One source of truth. Per-node in-memory counters do not compose — three app instances each allowing "10/s" means 30/s. Centralize the state in Redis and keep the decision atomic (the Lua scripts above). The limiter key is your granularity: user:42, apikey:abc, or a compound plan:free:user:42. Rate-limit per API key or account, not per IP, or you punish everyone behind a corporate NAT. This is the ingress side of the problem; its mirror image — shaping your own outbound calls to stay under a provider's ceiling — is covered in throttling an agent against a third-party rate limit, and pairs naturally with a circuit breaker on your LLM calls.

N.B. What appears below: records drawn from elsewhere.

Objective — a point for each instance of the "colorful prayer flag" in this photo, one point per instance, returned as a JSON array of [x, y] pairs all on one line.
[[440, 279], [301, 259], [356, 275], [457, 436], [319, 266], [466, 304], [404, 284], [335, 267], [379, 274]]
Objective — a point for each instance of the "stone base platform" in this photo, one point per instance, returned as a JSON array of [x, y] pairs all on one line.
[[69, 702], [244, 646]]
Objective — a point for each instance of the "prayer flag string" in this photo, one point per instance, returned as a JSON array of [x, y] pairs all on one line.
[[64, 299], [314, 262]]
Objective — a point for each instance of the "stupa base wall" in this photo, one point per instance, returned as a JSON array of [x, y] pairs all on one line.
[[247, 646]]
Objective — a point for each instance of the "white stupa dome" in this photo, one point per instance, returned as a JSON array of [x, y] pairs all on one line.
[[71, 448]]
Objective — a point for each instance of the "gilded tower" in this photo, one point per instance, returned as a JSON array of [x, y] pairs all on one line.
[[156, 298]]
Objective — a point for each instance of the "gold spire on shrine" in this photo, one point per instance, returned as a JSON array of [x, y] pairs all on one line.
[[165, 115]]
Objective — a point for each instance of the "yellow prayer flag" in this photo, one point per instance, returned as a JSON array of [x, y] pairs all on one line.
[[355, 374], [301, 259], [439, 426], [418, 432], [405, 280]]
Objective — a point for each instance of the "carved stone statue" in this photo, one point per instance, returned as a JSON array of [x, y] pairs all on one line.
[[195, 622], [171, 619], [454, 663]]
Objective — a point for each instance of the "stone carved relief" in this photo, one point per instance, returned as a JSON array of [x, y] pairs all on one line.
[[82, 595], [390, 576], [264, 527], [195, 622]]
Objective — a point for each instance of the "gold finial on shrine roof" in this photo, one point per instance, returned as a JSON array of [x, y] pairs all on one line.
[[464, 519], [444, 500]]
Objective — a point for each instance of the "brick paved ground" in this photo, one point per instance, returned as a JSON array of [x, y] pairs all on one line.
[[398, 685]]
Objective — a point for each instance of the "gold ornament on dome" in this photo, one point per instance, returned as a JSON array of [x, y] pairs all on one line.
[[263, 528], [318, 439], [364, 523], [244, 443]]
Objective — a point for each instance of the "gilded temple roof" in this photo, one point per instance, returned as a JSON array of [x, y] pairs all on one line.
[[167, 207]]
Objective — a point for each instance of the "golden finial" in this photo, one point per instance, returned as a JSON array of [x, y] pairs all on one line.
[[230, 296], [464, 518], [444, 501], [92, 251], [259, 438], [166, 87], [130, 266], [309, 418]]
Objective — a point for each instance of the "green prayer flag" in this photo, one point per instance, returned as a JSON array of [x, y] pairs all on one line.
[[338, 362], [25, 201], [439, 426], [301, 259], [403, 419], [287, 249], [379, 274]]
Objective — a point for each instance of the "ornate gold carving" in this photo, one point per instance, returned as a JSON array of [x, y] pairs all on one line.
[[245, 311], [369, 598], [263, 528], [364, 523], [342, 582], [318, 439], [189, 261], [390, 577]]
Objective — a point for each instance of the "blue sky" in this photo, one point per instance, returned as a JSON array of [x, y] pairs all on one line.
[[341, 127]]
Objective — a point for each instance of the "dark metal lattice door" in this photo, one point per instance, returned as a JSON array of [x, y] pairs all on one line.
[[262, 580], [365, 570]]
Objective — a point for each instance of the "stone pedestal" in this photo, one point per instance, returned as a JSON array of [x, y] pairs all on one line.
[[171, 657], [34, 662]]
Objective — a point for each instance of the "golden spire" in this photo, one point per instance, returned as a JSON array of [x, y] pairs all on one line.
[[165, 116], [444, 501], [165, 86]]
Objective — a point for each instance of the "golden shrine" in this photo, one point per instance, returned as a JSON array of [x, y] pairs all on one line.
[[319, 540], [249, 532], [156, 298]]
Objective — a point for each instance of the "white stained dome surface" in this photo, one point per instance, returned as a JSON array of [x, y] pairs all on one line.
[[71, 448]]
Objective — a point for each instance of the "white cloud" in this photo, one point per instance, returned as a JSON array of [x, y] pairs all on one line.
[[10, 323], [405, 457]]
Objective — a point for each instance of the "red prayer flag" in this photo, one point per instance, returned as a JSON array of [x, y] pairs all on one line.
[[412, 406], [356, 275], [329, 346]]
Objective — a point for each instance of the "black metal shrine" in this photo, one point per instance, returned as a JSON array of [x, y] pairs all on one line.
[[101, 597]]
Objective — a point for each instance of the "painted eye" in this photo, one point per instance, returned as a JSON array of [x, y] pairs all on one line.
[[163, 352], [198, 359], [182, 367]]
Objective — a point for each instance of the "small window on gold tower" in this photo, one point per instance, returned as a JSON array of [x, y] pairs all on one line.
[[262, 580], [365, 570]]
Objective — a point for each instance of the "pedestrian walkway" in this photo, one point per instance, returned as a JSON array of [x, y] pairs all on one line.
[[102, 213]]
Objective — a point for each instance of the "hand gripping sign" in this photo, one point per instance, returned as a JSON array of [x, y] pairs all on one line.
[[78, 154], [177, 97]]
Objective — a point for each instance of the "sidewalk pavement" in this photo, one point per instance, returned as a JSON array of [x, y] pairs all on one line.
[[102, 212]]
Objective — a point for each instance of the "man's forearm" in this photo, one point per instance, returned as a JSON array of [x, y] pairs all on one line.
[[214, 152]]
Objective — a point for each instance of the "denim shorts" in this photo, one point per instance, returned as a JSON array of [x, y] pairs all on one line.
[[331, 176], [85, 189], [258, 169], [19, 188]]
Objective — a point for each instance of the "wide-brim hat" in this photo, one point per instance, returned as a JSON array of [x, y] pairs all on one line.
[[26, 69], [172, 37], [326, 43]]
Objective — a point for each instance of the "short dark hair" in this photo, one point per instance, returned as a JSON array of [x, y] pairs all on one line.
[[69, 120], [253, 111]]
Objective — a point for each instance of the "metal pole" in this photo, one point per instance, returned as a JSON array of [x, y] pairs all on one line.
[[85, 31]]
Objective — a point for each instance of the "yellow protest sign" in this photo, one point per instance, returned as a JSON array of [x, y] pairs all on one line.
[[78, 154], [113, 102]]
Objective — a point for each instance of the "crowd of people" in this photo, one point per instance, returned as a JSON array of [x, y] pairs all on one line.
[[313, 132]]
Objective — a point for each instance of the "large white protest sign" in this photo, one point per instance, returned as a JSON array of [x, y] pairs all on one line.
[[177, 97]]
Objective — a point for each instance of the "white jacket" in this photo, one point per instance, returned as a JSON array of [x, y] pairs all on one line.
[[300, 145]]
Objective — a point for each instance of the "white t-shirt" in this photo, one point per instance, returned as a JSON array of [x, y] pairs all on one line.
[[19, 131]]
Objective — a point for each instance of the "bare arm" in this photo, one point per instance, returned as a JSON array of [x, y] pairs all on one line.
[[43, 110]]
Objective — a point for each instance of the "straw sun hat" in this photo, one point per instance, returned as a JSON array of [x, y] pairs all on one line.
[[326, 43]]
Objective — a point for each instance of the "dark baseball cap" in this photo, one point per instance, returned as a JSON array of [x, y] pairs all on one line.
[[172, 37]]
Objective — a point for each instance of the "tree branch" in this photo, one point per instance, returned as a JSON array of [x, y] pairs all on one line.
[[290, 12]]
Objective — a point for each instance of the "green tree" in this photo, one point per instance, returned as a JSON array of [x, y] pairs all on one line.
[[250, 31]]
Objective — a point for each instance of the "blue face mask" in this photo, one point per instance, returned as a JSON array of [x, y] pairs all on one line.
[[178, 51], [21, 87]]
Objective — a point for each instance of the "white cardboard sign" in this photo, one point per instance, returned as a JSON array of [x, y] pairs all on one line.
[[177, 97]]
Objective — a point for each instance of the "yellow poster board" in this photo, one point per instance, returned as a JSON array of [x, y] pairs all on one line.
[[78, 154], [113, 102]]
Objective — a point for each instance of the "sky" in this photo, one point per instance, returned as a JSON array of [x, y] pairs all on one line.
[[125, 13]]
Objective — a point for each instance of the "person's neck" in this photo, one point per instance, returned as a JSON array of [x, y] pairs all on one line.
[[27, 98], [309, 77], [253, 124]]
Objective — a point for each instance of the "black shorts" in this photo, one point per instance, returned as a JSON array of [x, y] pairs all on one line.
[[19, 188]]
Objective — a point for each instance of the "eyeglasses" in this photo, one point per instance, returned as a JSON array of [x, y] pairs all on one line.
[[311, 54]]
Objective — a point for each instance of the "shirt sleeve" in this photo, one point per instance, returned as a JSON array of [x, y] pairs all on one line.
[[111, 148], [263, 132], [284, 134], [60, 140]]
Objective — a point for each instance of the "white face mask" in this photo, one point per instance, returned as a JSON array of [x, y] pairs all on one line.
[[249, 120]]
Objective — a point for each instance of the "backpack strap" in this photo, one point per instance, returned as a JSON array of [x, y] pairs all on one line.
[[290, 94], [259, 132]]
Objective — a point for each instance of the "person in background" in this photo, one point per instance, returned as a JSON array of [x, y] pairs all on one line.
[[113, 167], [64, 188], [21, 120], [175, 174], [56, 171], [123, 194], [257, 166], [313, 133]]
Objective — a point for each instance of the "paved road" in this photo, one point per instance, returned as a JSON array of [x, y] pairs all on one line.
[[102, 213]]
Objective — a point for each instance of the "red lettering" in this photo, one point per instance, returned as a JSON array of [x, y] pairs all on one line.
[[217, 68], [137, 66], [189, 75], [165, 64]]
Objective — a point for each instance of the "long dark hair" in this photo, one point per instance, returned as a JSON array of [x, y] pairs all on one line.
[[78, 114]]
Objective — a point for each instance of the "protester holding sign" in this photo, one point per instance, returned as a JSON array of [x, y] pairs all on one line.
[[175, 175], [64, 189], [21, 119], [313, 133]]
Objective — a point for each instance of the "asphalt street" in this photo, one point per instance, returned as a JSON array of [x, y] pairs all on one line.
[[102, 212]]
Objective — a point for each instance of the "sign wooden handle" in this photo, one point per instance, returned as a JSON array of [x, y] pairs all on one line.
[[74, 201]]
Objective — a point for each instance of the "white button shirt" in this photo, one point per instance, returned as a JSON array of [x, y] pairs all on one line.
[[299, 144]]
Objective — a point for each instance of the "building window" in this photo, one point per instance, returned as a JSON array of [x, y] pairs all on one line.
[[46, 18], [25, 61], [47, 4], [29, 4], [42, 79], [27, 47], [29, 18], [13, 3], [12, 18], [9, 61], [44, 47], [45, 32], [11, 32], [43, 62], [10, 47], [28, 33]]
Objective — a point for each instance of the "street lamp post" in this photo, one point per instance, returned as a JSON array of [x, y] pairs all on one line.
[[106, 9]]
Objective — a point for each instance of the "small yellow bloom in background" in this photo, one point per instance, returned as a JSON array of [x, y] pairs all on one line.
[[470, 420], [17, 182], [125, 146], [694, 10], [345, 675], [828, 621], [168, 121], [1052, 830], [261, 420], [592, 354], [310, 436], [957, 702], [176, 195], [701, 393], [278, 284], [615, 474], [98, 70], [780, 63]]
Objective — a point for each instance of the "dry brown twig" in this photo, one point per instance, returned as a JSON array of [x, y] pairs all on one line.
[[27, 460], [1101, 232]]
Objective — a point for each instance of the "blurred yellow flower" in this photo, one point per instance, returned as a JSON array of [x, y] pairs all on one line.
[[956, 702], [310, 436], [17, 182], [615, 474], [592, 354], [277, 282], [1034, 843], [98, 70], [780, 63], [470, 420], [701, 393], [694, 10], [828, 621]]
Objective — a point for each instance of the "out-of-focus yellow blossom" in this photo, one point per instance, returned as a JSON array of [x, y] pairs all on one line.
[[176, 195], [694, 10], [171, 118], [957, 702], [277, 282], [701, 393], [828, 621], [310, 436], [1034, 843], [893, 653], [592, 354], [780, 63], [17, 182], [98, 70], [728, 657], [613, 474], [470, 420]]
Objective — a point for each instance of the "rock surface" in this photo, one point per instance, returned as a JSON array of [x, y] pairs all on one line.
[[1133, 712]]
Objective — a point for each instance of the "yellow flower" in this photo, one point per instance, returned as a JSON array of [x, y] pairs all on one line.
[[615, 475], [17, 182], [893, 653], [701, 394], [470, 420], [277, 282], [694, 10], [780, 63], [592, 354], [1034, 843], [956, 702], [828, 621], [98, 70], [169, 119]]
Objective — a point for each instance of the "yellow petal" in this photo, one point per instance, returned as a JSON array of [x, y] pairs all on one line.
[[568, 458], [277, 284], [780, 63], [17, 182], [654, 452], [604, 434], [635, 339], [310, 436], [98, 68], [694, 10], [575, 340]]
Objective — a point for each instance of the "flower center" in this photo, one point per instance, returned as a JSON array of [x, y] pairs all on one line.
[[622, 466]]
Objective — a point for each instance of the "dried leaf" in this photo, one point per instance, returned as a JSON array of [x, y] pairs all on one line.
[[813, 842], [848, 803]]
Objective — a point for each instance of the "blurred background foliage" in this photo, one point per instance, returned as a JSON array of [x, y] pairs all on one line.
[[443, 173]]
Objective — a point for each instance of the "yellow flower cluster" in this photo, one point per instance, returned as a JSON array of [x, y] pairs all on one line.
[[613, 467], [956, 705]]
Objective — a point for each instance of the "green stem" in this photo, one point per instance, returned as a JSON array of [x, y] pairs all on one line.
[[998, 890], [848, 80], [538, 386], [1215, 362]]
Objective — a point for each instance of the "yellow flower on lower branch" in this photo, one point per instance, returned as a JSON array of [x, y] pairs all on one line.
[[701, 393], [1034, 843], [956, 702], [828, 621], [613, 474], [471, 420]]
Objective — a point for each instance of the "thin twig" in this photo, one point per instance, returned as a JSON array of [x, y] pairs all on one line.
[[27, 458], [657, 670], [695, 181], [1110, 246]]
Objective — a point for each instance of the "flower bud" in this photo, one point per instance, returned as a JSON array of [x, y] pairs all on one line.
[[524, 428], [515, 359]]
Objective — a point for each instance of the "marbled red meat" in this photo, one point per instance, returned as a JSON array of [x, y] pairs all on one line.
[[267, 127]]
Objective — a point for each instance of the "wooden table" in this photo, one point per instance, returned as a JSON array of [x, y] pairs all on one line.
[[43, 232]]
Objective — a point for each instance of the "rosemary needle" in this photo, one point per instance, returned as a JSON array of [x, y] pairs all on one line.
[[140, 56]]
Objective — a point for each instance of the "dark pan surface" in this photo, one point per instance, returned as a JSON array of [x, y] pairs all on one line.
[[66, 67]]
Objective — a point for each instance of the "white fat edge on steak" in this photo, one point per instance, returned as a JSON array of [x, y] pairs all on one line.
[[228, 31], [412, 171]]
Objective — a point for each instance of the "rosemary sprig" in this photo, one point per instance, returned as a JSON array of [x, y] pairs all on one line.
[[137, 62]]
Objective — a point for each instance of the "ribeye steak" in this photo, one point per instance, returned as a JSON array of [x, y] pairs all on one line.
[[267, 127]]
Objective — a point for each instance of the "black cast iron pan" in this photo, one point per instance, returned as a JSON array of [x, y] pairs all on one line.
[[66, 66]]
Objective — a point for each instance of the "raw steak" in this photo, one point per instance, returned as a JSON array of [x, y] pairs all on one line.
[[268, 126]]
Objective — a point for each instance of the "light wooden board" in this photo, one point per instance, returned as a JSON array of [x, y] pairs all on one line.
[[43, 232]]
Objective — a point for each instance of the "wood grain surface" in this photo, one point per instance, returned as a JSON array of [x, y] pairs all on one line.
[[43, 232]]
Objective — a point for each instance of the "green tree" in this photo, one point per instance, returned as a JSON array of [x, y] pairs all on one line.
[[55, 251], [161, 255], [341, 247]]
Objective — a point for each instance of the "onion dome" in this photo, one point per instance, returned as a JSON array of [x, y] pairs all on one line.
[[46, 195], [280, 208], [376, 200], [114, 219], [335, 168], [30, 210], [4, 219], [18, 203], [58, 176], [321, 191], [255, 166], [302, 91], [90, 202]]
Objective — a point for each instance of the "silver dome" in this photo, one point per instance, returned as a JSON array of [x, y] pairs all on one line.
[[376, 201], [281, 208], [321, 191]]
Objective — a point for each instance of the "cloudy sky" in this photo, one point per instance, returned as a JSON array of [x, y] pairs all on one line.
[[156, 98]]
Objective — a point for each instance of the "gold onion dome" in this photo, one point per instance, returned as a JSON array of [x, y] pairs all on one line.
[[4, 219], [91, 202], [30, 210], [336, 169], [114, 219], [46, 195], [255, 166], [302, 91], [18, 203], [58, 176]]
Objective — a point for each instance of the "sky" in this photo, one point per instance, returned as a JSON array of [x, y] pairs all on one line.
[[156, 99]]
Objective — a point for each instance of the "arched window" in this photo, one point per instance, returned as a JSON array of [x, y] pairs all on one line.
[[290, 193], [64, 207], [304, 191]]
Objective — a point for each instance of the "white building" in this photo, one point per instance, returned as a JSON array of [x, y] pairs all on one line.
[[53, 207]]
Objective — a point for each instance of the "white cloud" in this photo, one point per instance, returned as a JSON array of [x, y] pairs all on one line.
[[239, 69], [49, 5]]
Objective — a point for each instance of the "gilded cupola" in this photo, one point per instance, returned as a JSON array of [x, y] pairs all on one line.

Tell the client the truth. On every response, publish the budget so well-behaved clients throttle themselves before you have to reject them. On a rejection, return 429 Too Many Requests with Retry-After. The IETF RateLimit headers draft is standardizing a structured RateLimit field plus RateLimit-Policy; the widely deployed convention is still the separate fields, so emit those today:

res.set("RateLimit-Limit", String(limit));
res.set("RateLimit-Remaining", String(result.remaining));
res.set("RateLimit-Reset", String(result.reset));     // seconds until reset
if (!result.allowed) {
  res.set("Retry-After", String(result.retryAfter));
  return res.status(429).json({ error: "rate_limited" });
}

Fail open or fail closed. Decide before Redis times out. For most product endpoints, fail open: wrap the limiter in a short timeout, allow the request, and alert — a cache outage should not become a full outage. Fail closed only where an unmetered flood is worse than a brief 503: expensive model inference, payment mutations, anything a scraper would feast on. Make it a per-route setting, because "always allow" and "always deny" are both wrong somewhere in your API.

Ship the token bucket, make it atomic, return the headers, and pick your failure mode on purpose. That is a real rate limiter — not a suggestion.